US television network NBC published a photograph showing a large hole cut out of a slatted steelwork prototype – an early version of the barrier that Trump has promised to be "totally effective while at the same time beautiful!".
The image was taken following tests on the mock-up – one of eight constructed near San Diego in Autumn 2017.
Each design was subjected to attacks orchestrated by the US Customs and Border Protection to ensure that the walls would couldn't be breached. Tests involved implements that could be easily accessed, like sledgehammers, pickaxes and power tools.
However, the president claims the sawed wall was an early iteration of an improved design, which he is currently hoping to secure funding for.

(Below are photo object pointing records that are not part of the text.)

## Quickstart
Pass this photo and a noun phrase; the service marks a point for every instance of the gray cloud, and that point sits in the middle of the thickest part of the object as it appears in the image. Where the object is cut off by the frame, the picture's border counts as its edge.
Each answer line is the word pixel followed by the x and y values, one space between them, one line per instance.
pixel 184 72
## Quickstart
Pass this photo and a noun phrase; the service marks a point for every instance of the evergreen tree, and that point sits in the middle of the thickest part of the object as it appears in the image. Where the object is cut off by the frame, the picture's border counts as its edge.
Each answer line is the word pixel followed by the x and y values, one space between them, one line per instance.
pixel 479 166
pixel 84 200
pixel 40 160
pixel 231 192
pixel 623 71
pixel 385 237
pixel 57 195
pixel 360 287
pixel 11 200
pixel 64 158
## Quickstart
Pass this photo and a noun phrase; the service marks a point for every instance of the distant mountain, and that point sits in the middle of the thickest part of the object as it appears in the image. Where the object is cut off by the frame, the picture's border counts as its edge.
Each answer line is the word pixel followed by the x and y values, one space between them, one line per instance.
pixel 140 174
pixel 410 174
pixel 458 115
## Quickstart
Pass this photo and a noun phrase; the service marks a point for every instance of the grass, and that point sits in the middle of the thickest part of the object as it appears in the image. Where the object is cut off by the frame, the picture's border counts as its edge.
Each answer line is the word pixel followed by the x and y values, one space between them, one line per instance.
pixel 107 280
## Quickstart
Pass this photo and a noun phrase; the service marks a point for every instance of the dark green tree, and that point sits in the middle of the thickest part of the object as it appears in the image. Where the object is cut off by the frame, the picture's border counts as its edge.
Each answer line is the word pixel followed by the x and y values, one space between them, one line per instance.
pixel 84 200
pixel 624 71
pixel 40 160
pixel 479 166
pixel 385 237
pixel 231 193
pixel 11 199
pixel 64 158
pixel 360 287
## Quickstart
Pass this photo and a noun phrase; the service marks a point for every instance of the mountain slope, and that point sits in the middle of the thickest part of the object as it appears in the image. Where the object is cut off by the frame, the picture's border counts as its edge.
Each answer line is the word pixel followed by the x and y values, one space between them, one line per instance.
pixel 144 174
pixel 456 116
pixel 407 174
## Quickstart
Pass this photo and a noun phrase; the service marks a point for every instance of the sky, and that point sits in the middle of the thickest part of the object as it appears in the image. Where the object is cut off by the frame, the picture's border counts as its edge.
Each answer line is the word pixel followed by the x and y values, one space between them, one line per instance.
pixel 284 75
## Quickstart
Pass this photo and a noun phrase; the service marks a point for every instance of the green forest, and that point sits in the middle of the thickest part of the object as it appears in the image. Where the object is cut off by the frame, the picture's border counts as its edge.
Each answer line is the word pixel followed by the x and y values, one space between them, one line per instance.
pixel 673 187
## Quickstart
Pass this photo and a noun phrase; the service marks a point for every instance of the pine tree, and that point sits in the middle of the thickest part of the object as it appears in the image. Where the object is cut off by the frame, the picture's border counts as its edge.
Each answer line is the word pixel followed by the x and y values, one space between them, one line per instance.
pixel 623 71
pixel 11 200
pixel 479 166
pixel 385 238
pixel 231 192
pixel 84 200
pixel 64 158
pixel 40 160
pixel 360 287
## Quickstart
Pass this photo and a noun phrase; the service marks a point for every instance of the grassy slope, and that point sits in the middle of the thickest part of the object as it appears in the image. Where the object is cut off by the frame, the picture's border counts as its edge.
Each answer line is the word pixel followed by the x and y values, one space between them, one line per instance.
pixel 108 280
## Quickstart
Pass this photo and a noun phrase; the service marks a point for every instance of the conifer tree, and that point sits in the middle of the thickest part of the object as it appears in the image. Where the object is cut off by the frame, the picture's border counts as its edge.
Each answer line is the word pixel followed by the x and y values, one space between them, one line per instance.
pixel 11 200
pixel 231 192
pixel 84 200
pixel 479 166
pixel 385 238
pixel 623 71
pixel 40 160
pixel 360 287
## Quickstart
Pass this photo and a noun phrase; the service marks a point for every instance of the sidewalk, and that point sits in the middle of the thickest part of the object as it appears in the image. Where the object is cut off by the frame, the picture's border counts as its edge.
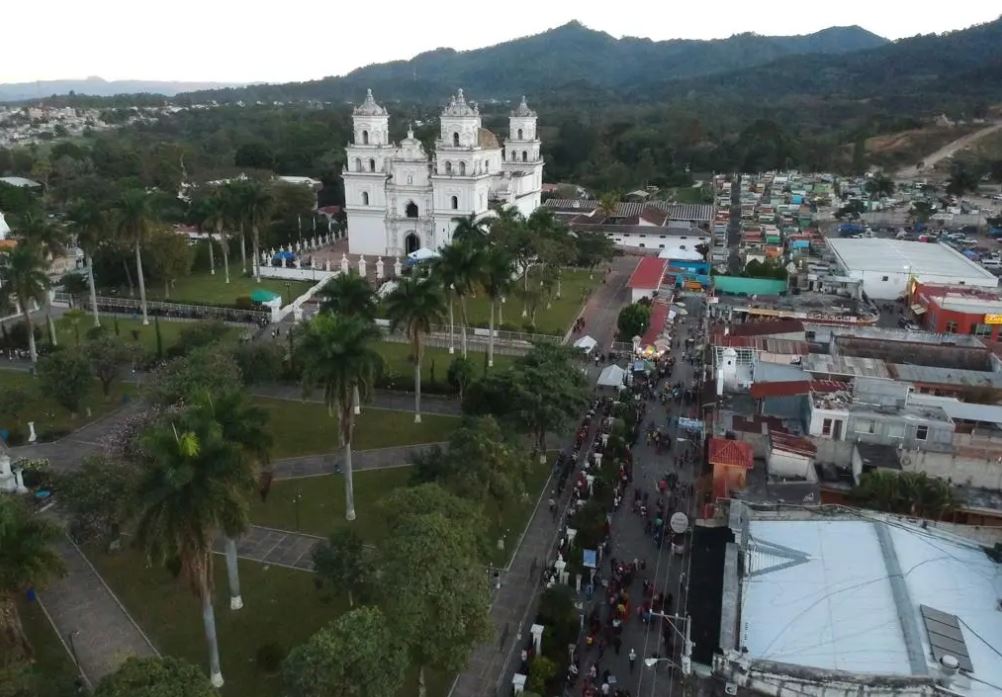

"While the design currently being constructed was informed by what we learned in the prototypes, it does not replicate those designs," he said when questioned in a press conference on 10 January 2019, adding that the mock-ups were built by the previous administration.
Results of the tests were intended to inform the choice of design for the barrier, but have been largely kept under wraps until now. Radio channel KPBS obtained a heavily redacted government document late last year, and reported that all of the prototype structures "deemed vulnerable to at least one breaching technique", with some nearly collapsing.
The Trump administration has continued forward with plans to construct the border wall, which formed a key part of his 2016 presidential campaign, but has encountered many stumbling blocks.
Most recently, the US senate refused to foot the $5.7 (£5.1) billion bill for the project, triggering a partial shutdown of the government that has become the longest in the country's history and is expected to continue for much longer.
The political stalemate has left thousands of federal workers out of pay and forced the Smithsonian museums, including the Cooper Hewitt design museum in New York and the National African American history museum in Washington DC, to close temporarily.